This wasn't how it was supposed to be for the 2005-06 Nuggets. But soon the curtain will likely be falling down hard in possibly the most disappointing, trying and overhyped season since the franchise joined the NBA in 1976.
The Nuggets finished last season with a 32-8 record under new coach George Karl, who arrived midway through the season. In the playoffs, they gave eventual NBA champion San Antonio a tough fight.
Then came the most anticipated season since the Doug Moe days. Anthony was back for his third season. Add Andre Miller, Marcus Camby, Kenyon Martin, Earl Boykins and Nene to the mix, and the ingredients for something special seemed to be brewing.
"This is a year that we as a team have put a lot of work into," Anthony said. "This is a year we were going to be able to move on out of the first round and solidify the season that we had. To validate it."
But on opening night, Nene's season ended to a knee injury, a sign of things to come. Denver would lose a devastating 237 games to injury this season. A knee injury limited Martin to a career-low 56 games and 12.9 point average. Rookie guard Julius Hodge was shot.
The Nuggets started the playoffs having lost four straight and eight of their last 12. To make bad even worse, Martin was suspended indefinitely after telling off Karl during halftime of a Game 2 loss to the Clippers.
The Nuggets were booed out of their own Pepsi Center on Saturday after being down as many as 23 points before losing Game 4. Come Monday, it will likely all be over during a Clippers' party at the Staples Center in Los Angeles.
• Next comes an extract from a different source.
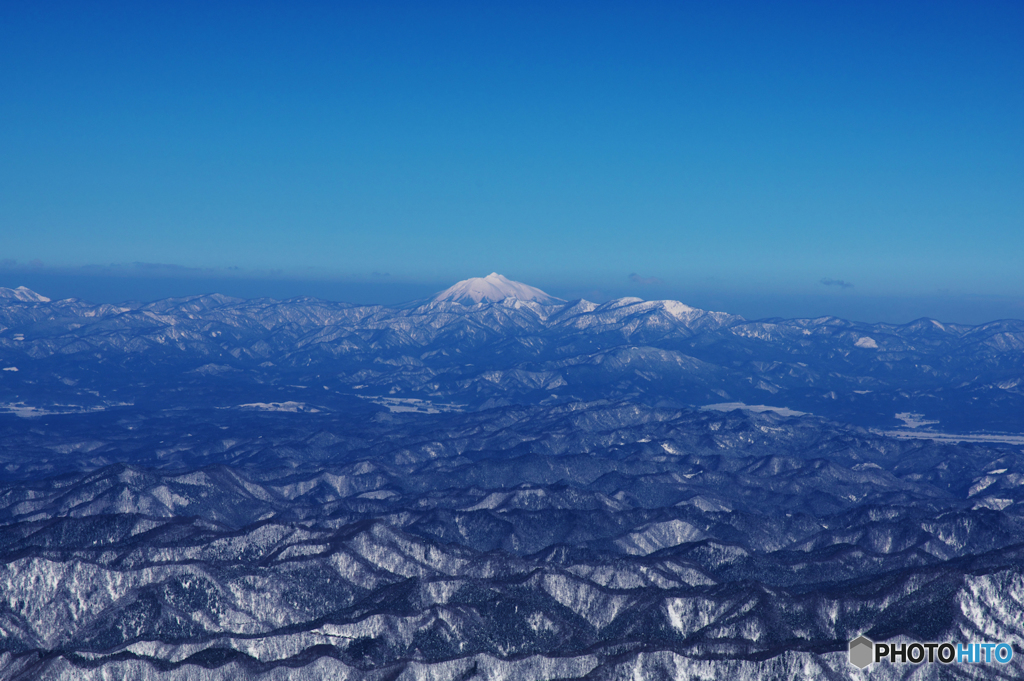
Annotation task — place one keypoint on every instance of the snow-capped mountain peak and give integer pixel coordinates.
(492, 289)
(24, 294)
"Yeah, I'm surprised," said Anthony, who is averaging 20.5 points on 33.3 percent shooting while being smothered by the Clippers. "This right here really hurts to lose, on our home court. It's just embarrassing. It didn't even feel like a playoff game tonight. It felt just like a regular-season game. The crowd wasn't into it. We wasn't into it as a team."
More than 30 minutes passed with Anthony motionless in the same position. While he searched hard for a solution, the only one left is probably a miracle.
"I just want to win," Anthony said. "If I've got to sit here for three or four hours and think about what we've got to do, that's what I'm going to do."
-- Marc Spears, in Denver
In Friday night's Daily Dime, we mentioned that LeBron James could have been called for traveling three times during his game-winning drive. (We also mentioned that the Wizards could have been called three times for fouling James on that play.)
After the game, the Wizards complained loudly about the King's steps. And many in SportsNation agree.
Here's a sampling of what we found this morning in an overflowing Daily Dime mailbag:
Dustin (Wenham, MA): Wizards-Cavs, Game 3. Lebron James drives to the lane for the winning bucket. End of story, right? Wrong. What I saw was James drive to the lane, commit one of the worst travels I have ever seen, and not get called for it. Unbelievable.
Missoula: LeBron walked before he hit the Game 3 winner. Watch the tape. He picked up the ball, picked up his right foot, then stepped again with his left. He walked. The Wiz should have won.
Joe (New York): Please, guys. We need your help. The travelling by Bron-Bron has to stop. It's gotten ridiculous and it is hurting the integrity of the game.